Humor étnico ecoa pelas montanhas do Daguestão

Por ELLEN BARRY
MAKHACHKALA, Rússia - Uma coisa engraçada aconteceu com Magomedkhan Magomedkhanov, etnógrafo da república russa do Daguestão, durante visita recente aos EUA. Cercado por colegas distintos na Universidade Harvard e sentindo que só havia uma maneira de deixar todos à vontade, ele contou uma de suas piadas favoritas sobre um judeu num poço cheio de animais selvagens.
Enquanto o silêncio congelava e se transformava em algo que se aproximava de hostilidade, Magomedkhanov percebeu mais uma vez que não estava no Daguestão.

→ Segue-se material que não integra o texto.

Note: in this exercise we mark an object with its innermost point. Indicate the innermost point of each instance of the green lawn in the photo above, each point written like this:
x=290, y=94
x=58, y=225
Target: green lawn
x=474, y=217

Ele cresceu entre os archi, um grupo étnico de 1.200 membros que fala uma língua de origem desconhecida e que, por pelo menos sete séculos, teve em trilhas montanhosas inóspitas seu único vínculo com o mundo exterior. Isso é bastante típico do Daguestão, onde há 14 grupos étnicos maiores e dezenas de grupos menores.
Tudo isso criou um terreno excepcionalmente fértil para o humor de fundo étnico. Os daguestaneses são capazes de passar horas contando piadas étnicas, voltando sempre a temas populares como a burrice musculosa dos avares, o comercialismo descarado dos darguins, a pusilanimidade erudita dos lezguins, a astúcia dos lakhs e assim por diante.
Um exemplo: um avar está carregando um darguin ferido de um campo de batalha. Temendo que os dois sejam mortos, o darguin implora a seu amigo que o deixe ali e lhe pede um único favor: um tiro de misericórdia, para que não sofra. Finalmente convencido, o avar tira sua arma do cinto mas descobre que não tem munição. O darguin tira uma bala do bolso. "Posso vender a você", diz ele.
Alguns dizem que a tradição de contar piadas nasceu da topografia da região. O sociólogo local Enver Kisriev, da Academia Russa de Ciências, disse que, antes de os soviéticos terem construído estradas interligando os agrupamentos de povoados, ou jamaats, trovadores caminhavam de um vilarejo a outro, cantando sobre as roupas e os maneirismos dos povoados vizinhos. Os jamaats eram tão diferenciados -por exemplo, há Tsovkra, o vilarejo dos andadores em corda bamba, ou Kharbuk, o povoado dos fabricantes de punhais- que, por séculos, não tiveram outra escolha senão comerciar com outros povoados, atravessando barreiras étnicas e linguísticas.
Isso, para o sociólogo, gerou uma tolerância profunda. "Todo o mundo no Daguestão sabe que há pessoas que pensam de modo completamente diferente", disse.
Historicamente, as nacionalidades significavam pouco para os daguestaneses, agregou o sociólogo. Mas elas ganharam destaque com o vácuo deixado pela queda da União Soviética, quando clãs locais passaram a erguer forças políticas com bases étnicas.
Nesse ambiente, as piadas de cunho étnico servem como válvulas de escape, e deixar de divertir-se com elas é visto "como uma falha de caráter em um homem", disse Magomedkhanov.
Uma anedota fala de um homem que procura seu vizinho Gitya, que é avar. O homem diz: "Gitya, me contaram uma piada ótima outro dia, mas é sobre avares. Não quero ofender você, então vou contar como se fosse sobre azeris". Ele conta a piada, e Gitya ri até chorar. "Cara", diz Gitya, ofegante, "esses azeris são uns imbecis!".